Researchers argue that PTSD patients with OSA should be introduced to ABPAP or ASV when failing CPAP.

Many obstructive sleep apnea (OSA) patients with posttraumatic stress disorder (PTSD) have a difficult time adhering to CPAP therapy because of expiratory pressure intolerance (EPI), according to a recent study that posits possible solutions.

“Unfortunately, many professionals in the field of sleep medicine do not seem to understand this specific principle: when a sleep apnea patient experiences the feeling of ‘drowning in air,’ it is a traumatizing stimulus,” says Barry Krakow, MD, and lead study author. “Compounding this problem, many sleep physicians and technologists may not understand PTSD; and in not understanding it, they don’t realize CPAP is traumatic for many patients.” The sensation of drowning in air is triggered by EPI and arises when a patient attempting CPAP has difficulty breathing out against the continuous incoming airflow supplied by the device. For classic sleep apnea patients, the distress is mild to nonexistent, but for PTSD patients the sensation is overwhelming and often leads to immediate rejection of therapy.

“If patients feel like the CPAP is suffocating them, they won’t even initiate this therapy option because they want to avoid the stimuli,” Krakow adds. He and his team at the Sleep and Human Health Institute have known and reported on this adverse effect for many years, and so in 2005 they stopped prescribing CPAP to these patients. During the last 8 years, they’ve only been prescribing advanced positive airway pressure modes—auto-bilevel PAP (ABPAP) and adaptive servo-ventilation (ASV)—to these patients, since the advanced devices can be precisely titrated by the sleep technologist in the lab to minimize the amount of pressurized air the patient exhales against.

For the recently published study, they gathered objective data downloads for 102 patients with PTSD and OSA who failed CPAP and placed them on either ABPAP or ASV. Of these patients, 58% were compliant, which the researchers noted is significantly higher than recent reports of adherence rates among PTSD patients on CPAP. Yet, rarely would most sleep centers consider switching these patients to advanced PAP modes.

Krakow says he doesn’t willingly use CPAP for any of his patients, unless directed to do so by third party payers—which often poses a problem for patients who are not adhering to CPAP even though they are currently at subthreshold compliance (otherwise known as partial users). Of the 19 subthreshold patients in this study, 17 were mere minutes of use or a small amount of nights away from meeting insurance criteria, which means the insurance companies might seek to retrieve the device despite patients reporting benefits.

“There’s another problem in our field, both from an insurance point of view as well as in sleep medicine itself—there is no standardized definition of CPAP failure,” Krakow says. “In the case of physicians, failure means patients are not getting symptomatic relief from CPAP.

“Regrettably, it appears many sleep physicians and insurer medical directors are only looking at CPAP compliance numbers, after which they urge patients to find a way to persevere on CPAP, rather than try to get them on a different device.” Krakow adds that this is like telling someone who’s beating his head against the wall to “keep beating it until it stops hurting.”

Regardless of whether the patient is not receiving any benefit from CPAP or not meeting insurance criteria, Krakow advises physicians to do everything they can to provide their patients with better options for therapy. “Doctors must consider their rights to dispute insurance policies.

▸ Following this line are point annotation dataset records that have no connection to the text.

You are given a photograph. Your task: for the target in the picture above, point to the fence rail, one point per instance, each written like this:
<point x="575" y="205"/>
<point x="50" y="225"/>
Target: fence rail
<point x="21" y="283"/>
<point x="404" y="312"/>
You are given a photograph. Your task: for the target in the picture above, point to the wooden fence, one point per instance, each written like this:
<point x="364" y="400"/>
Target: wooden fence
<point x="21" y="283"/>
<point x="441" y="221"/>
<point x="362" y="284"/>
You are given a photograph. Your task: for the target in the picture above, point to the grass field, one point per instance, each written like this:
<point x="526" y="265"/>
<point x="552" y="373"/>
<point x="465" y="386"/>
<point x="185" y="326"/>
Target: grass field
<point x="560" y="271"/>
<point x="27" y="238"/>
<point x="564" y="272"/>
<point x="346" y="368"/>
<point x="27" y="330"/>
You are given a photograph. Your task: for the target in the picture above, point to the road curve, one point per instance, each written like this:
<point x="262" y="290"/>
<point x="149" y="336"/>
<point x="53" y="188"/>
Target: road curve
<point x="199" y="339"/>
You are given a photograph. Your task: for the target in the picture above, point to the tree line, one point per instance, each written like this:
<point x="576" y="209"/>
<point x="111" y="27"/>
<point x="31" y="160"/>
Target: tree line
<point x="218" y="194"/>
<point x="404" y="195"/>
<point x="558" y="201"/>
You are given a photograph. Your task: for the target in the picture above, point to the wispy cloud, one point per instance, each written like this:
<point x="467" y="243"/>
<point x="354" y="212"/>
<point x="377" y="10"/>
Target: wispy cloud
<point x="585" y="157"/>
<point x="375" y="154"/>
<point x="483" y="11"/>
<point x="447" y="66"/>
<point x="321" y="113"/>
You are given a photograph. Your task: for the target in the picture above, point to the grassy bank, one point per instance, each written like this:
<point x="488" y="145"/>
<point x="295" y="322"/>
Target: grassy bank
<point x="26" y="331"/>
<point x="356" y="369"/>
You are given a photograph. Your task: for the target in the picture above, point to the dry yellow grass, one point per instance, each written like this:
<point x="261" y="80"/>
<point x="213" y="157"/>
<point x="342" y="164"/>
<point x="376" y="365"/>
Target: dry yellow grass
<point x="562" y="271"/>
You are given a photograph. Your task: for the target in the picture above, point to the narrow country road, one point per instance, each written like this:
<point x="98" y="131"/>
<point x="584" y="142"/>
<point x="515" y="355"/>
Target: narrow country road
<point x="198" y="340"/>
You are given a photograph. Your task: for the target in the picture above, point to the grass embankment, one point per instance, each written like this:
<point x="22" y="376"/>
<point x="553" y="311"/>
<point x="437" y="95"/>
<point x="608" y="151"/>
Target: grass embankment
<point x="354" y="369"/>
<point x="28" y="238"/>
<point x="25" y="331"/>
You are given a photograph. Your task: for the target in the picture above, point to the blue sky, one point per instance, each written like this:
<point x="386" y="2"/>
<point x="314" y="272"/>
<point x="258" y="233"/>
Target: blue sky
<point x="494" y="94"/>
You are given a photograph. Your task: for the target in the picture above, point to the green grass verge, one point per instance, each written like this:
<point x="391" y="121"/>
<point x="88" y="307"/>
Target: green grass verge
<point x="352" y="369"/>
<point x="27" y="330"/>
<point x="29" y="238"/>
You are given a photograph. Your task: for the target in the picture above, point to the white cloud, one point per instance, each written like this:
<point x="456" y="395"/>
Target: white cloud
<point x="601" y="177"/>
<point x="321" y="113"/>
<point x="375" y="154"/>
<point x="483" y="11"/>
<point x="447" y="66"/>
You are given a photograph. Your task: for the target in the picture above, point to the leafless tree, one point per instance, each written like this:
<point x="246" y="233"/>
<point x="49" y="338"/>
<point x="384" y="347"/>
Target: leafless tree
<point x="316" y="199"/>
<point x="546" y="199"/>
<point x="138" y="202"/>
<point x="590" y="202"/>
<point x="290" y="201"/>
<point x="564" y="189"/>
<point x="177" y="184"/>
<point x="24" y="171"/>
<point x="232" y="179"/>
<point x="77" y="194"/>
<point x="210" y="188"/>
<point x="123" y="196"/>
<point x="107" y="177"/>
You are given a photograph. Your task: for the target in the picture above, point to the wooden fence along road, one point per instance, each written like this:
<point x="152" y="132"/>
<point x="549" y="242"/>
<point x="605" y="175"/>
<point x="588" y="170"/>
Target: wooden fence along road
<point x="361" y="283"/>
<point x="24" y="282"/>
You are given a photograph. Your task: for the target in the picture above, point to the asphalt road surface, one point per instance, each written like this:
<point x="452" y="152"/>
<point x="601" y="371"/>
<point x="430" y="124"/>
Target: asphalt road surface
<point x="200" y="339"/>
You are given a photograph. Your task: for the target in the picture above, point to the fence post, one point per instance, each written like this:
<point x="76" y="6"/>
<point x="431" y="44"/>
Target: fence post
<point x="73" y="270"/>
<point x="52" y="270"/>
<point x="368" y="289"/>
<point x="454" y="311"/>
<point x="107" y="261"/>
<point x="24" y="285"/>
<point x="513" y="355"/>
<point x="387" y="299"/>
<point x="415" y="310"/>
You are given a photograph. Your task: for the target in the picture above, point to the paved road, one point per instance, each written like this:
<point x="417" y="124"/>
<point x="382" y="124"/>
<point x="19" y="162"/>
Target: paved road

When the patients are failing or not adhering to CPAP, physicians should try to get their patient on a different PAP mode,” he says. “The majority of patients will notice the difference and wonder why they weren’t introduced to the new device sooner.”

Patients with PTSD and comorbid OSA face a catch-22: suffer through the traumatizing stimuli and potentially exacerbate their PTSD, or opt for no sleep therapy at all and suffer with untreated OSA. Insurance companies “want these patients to somehow get used to CPAP, but there’s actually a potential to make PTSD symptoms worse by pushing this older model of PAP therapy,” says Krakow. “Then, to top it all off, [insurance] wants to take away their machines because they’re taking too long to adhere to the therapy. This is the problem these patients face right now, but few organizations seem interested in considering advanced PAP devices.”

Dillon Stickle is associate editor of Sleep Review.